After suitable relief the participants entered stage left. The Chairman of the Garden Museum (who he?) introduced the occasion by making an excruciatingly embarrassing and almost entirely incomprehesible joke about his wife, Geoff Hamilton and Gardeners World.

There followed what can only be described as a cosy hour. Alan (of the loovely speaking voice) obviously very fond of Beth, gently nudging stories out of her. Beth obliging by holding forth on a range of topics from glacial deposition to homemade jam. At one point the conversation bizarrely veered onto compulsory sterilisation to save the planet from humankind but Alan, with a subtle verve borne of long practice on afternoon TV, guided the topic back to horticulture with barely a ruffle of his blowdried hair.

If you’ve read Beth’s books then there was nothing new in the topics covered (except, under serious pressing from Alan, a very mildly scurrilous tale of a tiff with Christo) but what came across anew was how hard this elegant, delicate great-grandmother had worked to get her nursery and garden established and the great joy she finds in the plants she grows.

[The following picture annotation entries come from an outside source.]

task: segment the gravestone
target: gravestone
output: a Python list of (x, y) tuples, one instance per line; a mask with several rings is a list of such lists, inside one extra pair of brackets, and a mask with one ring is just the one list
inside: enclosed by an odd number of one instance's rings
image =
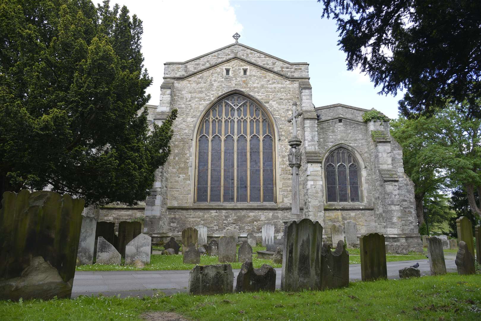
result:
[(449, 248), (451, 249), (457, 248), (457, 240), (456, 239), (449, 239)]
[(190, 243), (188, 246), (184, 245), (182, 254), (184, 256), (184, 263), (190, 264), (201, 264), (201, 252), (195, 248), (193, 243)]
[(182, 230), (182, 243), (187, 246), (191, 243), (197, 246), (199, 244), (199, 231), (191, 227)]
[(174, 253), (176, 254), (178, 254), (179, 249), (180, 248), (180, 245), (179, 245), (179, 244), (177, 243), (177, 241), (176, 241), (176, 238), (172, 237), (170, 238), (170, 240), (169, 240), (168, 242), (164, 244), (164, 248), (166, 250), (171, 248), (174, 250)]
[(232, 236), (235, 240), (236, 244), (239, 241), (239, 231), (235, 229), (229, 229), (226, 231), (226, 236)]
[(93, 264), (96, 227), (97, 220), (94, 218), (82, 216), (80, 237), (77, 251), (77, 265)]
[(0, 300), (70, 298), (83, 209), (68, 194), (3, 193)]
[(359, 245), (362, 281), (387, 279), (384, 236), (378, 233), (361, 235), (359, 238)]
[(331, 226), (331, 241), (333, 246), (340, 241), (344, 243), (344, 233), (342, 233), (342, 226), (334, 223)]
[(456, 267), (457, 274), (460, 275), (475, 274), (474, 267), (474, 257), (468, 249), (468, 245), (463, 241), (459, 242), (459, 249), (456, 254)]
[(339, 241), (336, 250), (331, 251), (328, 243), (322, 244), (321, 251), (321, 289), (336, 289), (349, 285), (349, 254)]
[(281, 289), (320, 289), (322, 226), (309, 218), (286, 222), (284, 239)]
[(139, 234), (128, 243), (125, 247), (125, 264), (133, 264), (139, 260), (144, 264), (150, 263), (151, 247), (152, 238), (145, 234)]
[(140, 222), (123, 221), (119, 223), (118, 246), (117, 249), (122, 257), (125, 257), (125, 247), (141, 232), (142, 223)]
[(207, 254), (210, 257), (216, 257), (219, 255), (219, 243), (215, 240), (213, 240), (209, 243)]
[(267, 264), (254, 269), (252, 261), (242, 263), (236, 282), (236, 293), (276, 291), (276, 270)]
[(262, 226), (262, 246), (274, 244), (274, 224), (268, 223)]
[(415, 268), (405, 268), (399, 270), (399, 278), (419, 278), (421, 276), (421, 271)]
[(203, 225), (196, 226), (195, 228), (198, 231), (197, 235), (197, 244), (199, 246), (207, 244), (207, 228)]
[(446, 262), (441, 239), (435, 236), (428, 238), (428, 256), (431, 275), (446, 274)]
[(244, 241), (239, 246), (237, 261), (243, 263), (246, 261), (252, 261), (252, 247), (247, 241)]
[(189, 274), (189, 293), (193, 295), (232, 293), (234, 273), (230, 264), (198, 265)]
[(96, 264), (117, 264), (120, 265), (122, 258), (120, 253), (112, 244), (101, 236), (97, 243)]
[(456, 220), (456, 227), (457, 228), (457, 243), (464, 241), (468, 246), (468, 250), (473, 257), (475, 255), (474, 243), (473, 242), (473, 226), (469, 219), (465, 216), (462, 216)]
[(233, 236), (221, 236), (219, 238), (219, 262), (237, 262), (236, 245), (236, 240)]
[(346, 221), (344, 223), (344, 229), (346, 231), (346, 244), (348, 248), (357, 248), (359, 241), (357, 241), (357, 227), (356, 222), (352, 220)]
[(449, 240), (448, 240), (448, 236), (439, 235), (438, 237), (441, 240), (441, 244), (443, 244), (443, 248), (444, 250), (449, 250)]
[(257, 238), (253, 233), (247, 233), (247, 243), (253, 247), (257, 245)]

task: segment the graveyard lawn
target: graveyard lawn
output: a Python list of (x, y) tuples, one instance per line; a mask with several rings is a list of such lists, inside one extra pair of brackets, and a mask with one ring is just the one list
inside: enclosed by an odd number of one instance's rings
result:
[(101, 296), (0, 301), (0, 320), (13, 321), (139, 320), (146, 312), (152, 317), (160, 311), (208, 321), (480, 320), (481, 275), (360, 282), (343, 289), (291, 293), (165, 296), (159, 293), (142, 299)]

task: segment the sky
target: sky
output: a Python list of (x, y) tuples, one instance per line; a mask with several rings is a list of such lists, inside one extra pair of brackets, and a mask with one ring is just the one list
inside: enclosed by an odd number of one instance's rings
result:
[[(96, 0), (94, 0), (94, 2)], [(337, 46), (335, 22), (321, 18), (316, 0), (118, 0), (143, 22), (144, 64), (153, 82), (149, 103), (157, 105), (165, 62), (182, 62), (234, 42), (291, 62), (309, 63), (316, 107), (341, 103), (398, 116), (396, 96), (380, 95), (369, 77), (348, 71)]]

A bowl of gorgeous specimens of trillium, fritillary and skunk cabbage flowers was displayed and discussed, leading to a highly comic interlude with Alan waving the largest and lewdest lysichiton americanus x catchatcensis merrily in the air - an event I have almost entirely failed to capture for you on my camera phone at high zoom from halfway back in the audience (close one eye and squint sideways, you might just get it)
At the end, questions and tributes to a woman whose writings about planting for place mean so much to all real gardeners, a few tears (on the stage and in the audience) and a wondering as to what will happen to the gardens when she is no longer there to influence them (no satisfactory answer), a gentle summing up in a warm Northern accent, another entirely incomprehensible and decades out of date joke about GW from the Chairman, then exit into the last of the Easter sunshine enjoying the warm feeling of companionship shared by gardeners everywhere.

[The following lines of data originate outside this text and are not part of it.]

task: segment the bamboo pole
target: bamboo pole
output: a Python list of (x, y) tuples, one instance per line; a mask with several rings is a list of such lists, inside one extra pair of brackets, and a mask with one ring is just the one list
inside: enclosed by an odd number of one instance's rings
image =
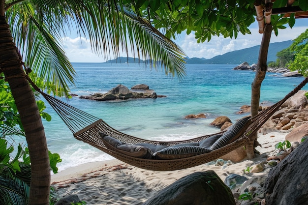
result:
[(268, 25), (271, 24), (271, 15), (272, 15), (273, 3), (271, 0), (267, 1), (264, 7), (264, 16), (265, 16), (265, 23), (267, 25)]

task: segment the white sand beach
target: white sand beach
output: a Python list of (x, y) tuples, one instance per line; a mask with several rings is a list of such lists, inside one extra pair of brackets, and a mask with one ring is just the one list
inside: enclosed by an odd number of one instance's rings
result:
[[(185, 170), (156, 172), (134, 167), (118, 160), (90, 163), (67, 169), (51, 176), (51, 184), (61, 197), (75, 194), (88, 205), (139, 205), (181, 177), (195, 172), (214, 171), (224, 180), (231, 174), (245, 175), (247, 167), (266, 159), (275, 152), (275, 145), (286, 133), (258, 134), (260, 153), (252, 160), (244, 159), (228, 166), (204, 164)], [(264, 175), (268, 170), (250, 173), (247, 178)]]

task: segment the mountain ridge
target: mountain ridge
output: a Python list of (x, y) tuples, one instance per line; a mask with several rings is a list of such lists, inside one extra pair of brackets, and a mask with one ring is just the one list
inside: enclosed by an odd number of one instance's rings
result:
[[(292, 42), (292, 40), (289, 40), (280, 42), (270, 43), (269, 46), (267, 61), (276, 61), (277, 59), (276, 57), (277, 53), (289, 47)], [(249, 64), (252, 64), (256, 63), (257, 62), (259, 49), (260, 45), (258, 45), (226, 53), (209, 59), (193, 57), (187, 58), (185, 61), (187, 64), (240, 64), (243, 62), (247, 62)], [(116, 59), (109, 60), (105, 62), (149, 63), (150, 60), (143, 60), (138, 58), (131, 57), (118, 57)]]

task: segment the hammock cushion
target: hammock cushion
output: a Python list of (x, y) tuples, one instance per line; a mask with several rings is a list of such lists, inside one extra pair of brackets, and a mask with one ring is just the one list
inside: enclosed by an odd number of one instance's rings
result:
[(141, 158), (143, 159), (152, 159), (153, 153), (150, 148), (140, 145), (123, 144), (121, 141), (109, 136), (106, 136), (104, 133), (101, 136), (104, 145), (108, 149), (118, 152), (122, 153), (134, 157)]
[(140, 146), (146, 146), (150, 148), (153, 153), (156, 152), (156, 151), (162, 149), (164, 148), (168, 147), (168, 146), (164, 145), (156, 145), (150, 143), (138, 143), (134, 144), (135, 145), (139, 145)]
[(155, 152), (154, 155), (156, 159), (176, 159), (191, 157), (211, 151), (211, 149), (199, 146), (171, 146)]
[(210, 148), (211, 146), (222, 136), (222, 134), (217, 134), (217, 135), (211, 136), (197, 143), (200, 146)]
[(236, 135), (250, 118), (250, 117), (248, 117), (239, 119), (234, 124), (229, 128), (228, 131), (223, 133), (221, 137), (217, 140), (211, 146), (211, 148), (213, 150), (216, 150), (227, 145), (228, 142)]

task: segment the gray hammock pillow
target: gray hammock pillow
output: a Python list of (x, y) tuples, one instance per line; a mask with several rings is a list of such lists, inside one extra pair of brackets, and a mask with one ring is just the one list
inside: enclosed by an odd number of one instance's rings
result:
[(226, 145), (228, 142), (241, 130), (250, 118), (250, 117), (248, 117), (239, 119), (234, 124), (231, 125), (228, 129), (228, 131), (223, 133), (222, 136), (211, 146), (211, 148), (213, 150), (215, 150)]
[(222, 136), (222, 134), (217, 134), (216, 135), (213, 135), (199, 142), (198, 145), (200, 146), (202, 146), (205, 148), (210, 148), (211, 146)]
[(189, 157), (211, 151), (199, 146), (169, 146), (153, 154), (156, 159), (176, 159)]
[(100, 132), (99, 134), (102, 138), (104, 145), (109, 149), (134, 157), (149, 159), (153, 158), (153, 153), (149, 147), (139, 145), (123, 144), (112, 137), (106, 135), (102, 132)]

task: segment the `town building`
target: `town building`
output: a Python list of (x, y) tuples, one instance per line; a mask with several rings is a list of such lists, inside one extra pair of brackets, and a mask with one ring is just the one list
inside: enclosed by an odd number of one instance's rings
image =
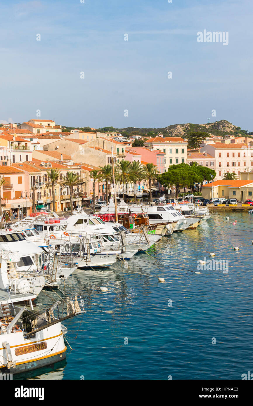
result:
[(247, 144), (216, 143), (201, 148), (216, 159), (216, 180), (222, 179), (225, 172), (233, 172), (238, 177), (244, 171), (253, 168), (253, 149)]

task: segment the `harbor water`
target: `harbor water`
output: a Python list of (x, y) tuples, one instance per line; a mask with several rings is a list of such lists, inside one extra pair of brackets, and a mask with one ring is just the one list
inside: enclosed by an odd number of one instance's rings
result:
[(65, 361), (13, 378), (241, 379), (253, 370), (253, 216), (214, 214), (126, 263), (43, 291), (38, 307), (74, 293), (86, 313), (63, 323)]

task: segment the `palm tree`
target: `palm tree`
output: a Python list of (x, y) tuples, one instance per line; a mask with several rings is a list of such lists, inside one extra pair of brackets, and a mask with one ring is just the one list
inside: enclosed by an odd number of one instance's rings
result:
[(99, 167), (101, 170), (101, 174), (103, 179), (105, 179), (106, 182), (106, 204), (108, 203), (108, 184), (112, 180), (112, 166), (109, 164), (105, 165), (104, 166)]
[(142, 181), (145, 177), (145, 171), (142, 165), (138, 161), (133, 161), (131, 164), (130, 177), (134, 182), (134, 202), (137, 203), (136, 197), (136, 183)]
[(149, 199), (150, 201), (152, 200), (152, 193), (151, 191), (151, 180), (154, 179), (157, 173), (157, 167), (154, 164), (147, 164), (144, 166), (145, 175), (147, 179), (148, 179), (149, 182)]
[(2, 220), (2, 188), (5, 183), (6, 179), (4, 177), (4, 175), (0, 175), (0, 216), (1, 216), (1, 221)]
[(73, 172), (72, 171), (69, 171), (66, 174), (66, 175), (63, 175), (61, 185), (63, 186), (68, 186), (69, 188), (69, 194), (70, 195), (70, 212), (71, 215), (73, 213), (74, 208), (73, 202), (73, 190), (74, 186), (76, 185), (79, 185), (81, 182), (81, 181), (79, 179), (79, 175), (78, 173)]
[(93, 182), (93, 209), (95, 211), (95, 198), (96, 197), (96, 182), (99, 182), (102, 180), (101, 173), (98, 169), (93, 169), (91, 172), (91, 177), (94, 179)]
[(51, 170), (47, 171), (47, 173), (48, 177), (48, 181), (46, 185), (47, 188), (51, 187), (52, 191), (52, 198), (53, 199), (53, 212), (56, 211), (55, 209), (55, 194), (54, 193), (54, 188), (56, 186), (58, 177), (60, 175), (60, 171), (58, 169), (53, 169), (51, 168)]
[(123, 200), (125, 199), (125, 185), (130, 180), (130, 169), (131, 162), (129, 161), (125, 161), (123, 159), (117, 164), (116, 167), (116, 181), (122, 184), (123, 186), (122, 193)]
[(237, 177), (234, 172), (225, 172), (222, 175), (222, 179), (224, 180), (236, 180)]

As is usual at GM events, a sound recording team was hard at work, so I would expect a podcast to be available (on the GI website?) soon.

Thursday, 2 April 2009

Shhhh

Just been to a very exciting talk at Chatham House, given by Luke Johnson, chairman of Channel 4, on opportunities in the current economic climate....of course, due to the rules, I can't tell you what was said!...but it was inspiring - go get 'em!

Tuesday, 31 March 2009

Joy and Rapture!

Multiple electrons are coming down the phone line at last and my broadband-free exile is over. You've all been so busy, so much to catch up on - I will post something on the Hadspen debate at the weekend, but in the meantime I must read you all first!

Thursday, 19 March 2009

All quiet on the South West front

Sorry for little activity here over the past days - I have had to move house again at rather shorter than expected notice. No broadband in the new place yet - nor telephone nor TV (nor wheely bin - how do you get one of those?). If it wasn't for the trusty blackberry I'd be entirely without contact to the outside world (an exercise to be undertaken as an experiment one day perhaps, but not entirely wished for at the moment).

Anyway, hope to be up and rocking again soon, if only to blog for you about an exciting local event coming up next Weds. A Hobhouse vs Hobhouse (P vs N) debate on what is to happen at Hadspen gardens - hosted by the Castle Cary Horticultural Association and moderated by John Hubbard (I wonder if danger money is involved!)